“I understand what you’re saying, Officer, and I’m tired you darkening my doorstep too. But this here is a big misunderstanding. See, I thought we were people. But apparently my neighbor Big Dick thinks we’re goddamned savages who give out peanuts on Halloween. Who the hell wants that?
“Sure, me and him go back a while. I mean, I understand I shot his son in the ass and accidentally burned down his house, but that’s a different story. This all started with the peanuts.
“Couple years back, one of the neighbors suggested a decorating competition. Knowing what she knew about these things, my wife declined—and for good reason. I had the sense to agree.
“That is, until Big Dick started running his yap. Tensions were already running high after I confronted him about the peanuts, namely because of my boy’s allergies. But Dick makes it his mission to tell every person in three blocks I’m a pussy, I’m scared of the decorations and whatnot.

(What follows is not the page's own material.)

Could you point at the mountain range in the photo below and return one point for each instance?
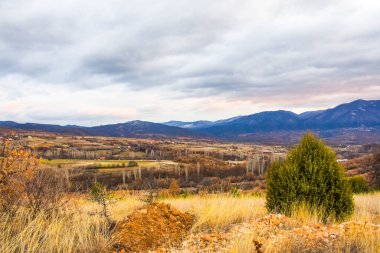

“Childish, right? So, I didn’t pay it no mind. But then kids at school started saying stuff to my son, and I won’t abide that. I told Dick I’d carve my jack o’ lantern with an extra small hole so his pecker wouldn’t fall out.
“He’s been known to fuck produce on occasion.
“Anyway, we set out to decorate, and decorate we did. My wife made witches from fabric and old brooms. I got a big trough from pop’s farm for the cauldron. It was a beaut, I don’t mind telling you. Of course, I had to outdo myself with some dry ice. Looked great when it was foaming, but didn’t look so good when Little Dick got the idea to put it in our drinks. Or refrigerator. I got no idea what he was going to do but the dumb shit didn’t realize dry ice ain’t really ice. And apparently neither did Big Dick, because as the little one came running up to the house, his dad ripped off the ice, skin and all. Boy started screaming, swinging his hand around and, well, they won the contest that year.
“The next year, though, we came out ready. The judges liked blood and guts and shit? Forget the witches and dry ice. We went for straight-up murder. We ran down to the butcher and traded him some plumbing work for bones and put them around the yard. That didn’t scare the kids enough so I took the chain off my saw, just ripped it and ran after them. That got ’em pretty good. Then Big Dick counters by spraying shaving cream on his dogs and faking like he was going to let him loose. Which wasn’t really cool because he told me drunk one night that a raccoon had bit the damn thing. Then he got his brother, who was a mortician I might add, to bring a couple things home from the office, if you know what I mean.
“No, I don’t think that’s legal either.
“Anyway, that pushed our wives over the edge. They put the kibosh on it. But ol’ Dick couldn’t let it go. Keep needling me, got his kids to needle my boy. I needed to settle this whole thing once and for all.
“See, Big Dick liked to sit on the stoop with a six of Natty Ice and let the neighborhood see he was King Shit, so I went with a classic, and before he came out, did the melted candy bar thing. It got him at first, thinking it was a turd, but then he saw the peanuts and saw the gag, so to one-up me, show me there was no tricking him, he picked it up and ate it whole.
“Officer, you need to know something. I kept all the bags of peanuts he’d given my boy. And I ate them. And I let nature run its course.
“Of course I wore gloves. I’m not a goddamned savage. But I’ll tell you what, after he chewed those first couple times and realization hit him? It would’ve been worth it without gloves.
“Basically, officer, what I’m saying is: you don’t give out peanuts on Halloween.”